Nitrogen fixation using metallic lithium nanoparticles formed by electrospray deposition

Abstract

Multiphase reduction of ambient dinitrogen (N₂) was observed during the deposition of charged or uncharged aqueous microdroplets containing a lithium salt pre-catalyst onto conducting or inert surfaces to yield mixed lithium nanoparticles. We propose that this method leverages the high electric fields and partial solvation of ions at the gas–water–solid interface to enhance reaction rates and perform normally moisture-sensitive chemistry in aqueous droplets. Ammonia (NH₃) is formed and Li⁺ is regenerated from the hydrolysis of transient lithium nitride Li₃N, constituting a complete catalytic cycle. The ammonia is captured in situ using formaldehyde to yield hexamethylenetetramine, a solid nitrogenous fuel.

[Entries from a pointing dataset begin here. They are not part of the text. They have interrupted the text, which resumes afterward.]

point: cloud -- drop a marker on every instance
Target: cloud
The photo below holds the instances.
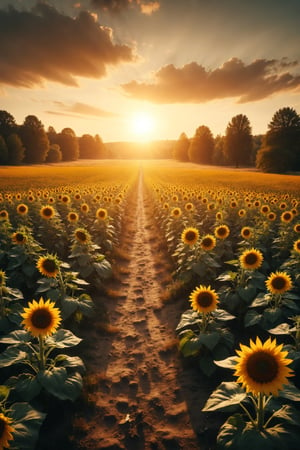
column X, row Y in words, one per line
column 116, row 6
column 82, row 109
column 43, row 44
column 192, row 83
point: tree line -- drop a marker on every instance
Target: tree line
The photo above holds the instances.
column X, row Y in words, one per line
column 276, row 151
column 30, row 143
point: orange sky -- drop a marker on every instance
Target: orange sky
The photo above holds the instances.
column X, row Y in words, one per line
column 137, row 69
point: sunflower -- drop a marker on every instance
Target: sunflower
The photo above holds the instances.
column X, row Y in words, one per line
column 190, row 236
column 22, row 209
column 6, row 431
column 72, row 217
column 3, row 214
column 46, row 212
column 84, row 208
column 296, row 246
column 279, row 282
column 261, row 368
column 208, row 242
column 251, row 259
column 101, row 214
column 41, row 318
column 297, row 228
column 48, row 266
column 189, row 206
column 222, row 231
column 246, row 232
column 286, row 217
column 82, row 236
column 176, row 212
column 204, row 299
column 18, row 238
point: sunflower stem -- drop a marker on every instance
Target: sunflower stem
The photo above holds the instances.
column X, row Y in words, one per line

By measuring product formation with mass spectrometry, it was determined that 2.97 ± 0.36 μg h⁻¹ of NH₃ was produced by a single spray source when using pure N₂ sheath gas and an applied potential, though microdroplets alone appear a sufficient source of electrons in cases where an external potential is not applied; air is also an adequate source of N₂ to produce NH₃. The mixed lithium metal nanoparticles were characterized with (S)TEM, EDS, and EELS. This ammonia synthesis has implications for the formation of nitrogenous compounds in environmental, prebiotic, and traditional synthetic contexts.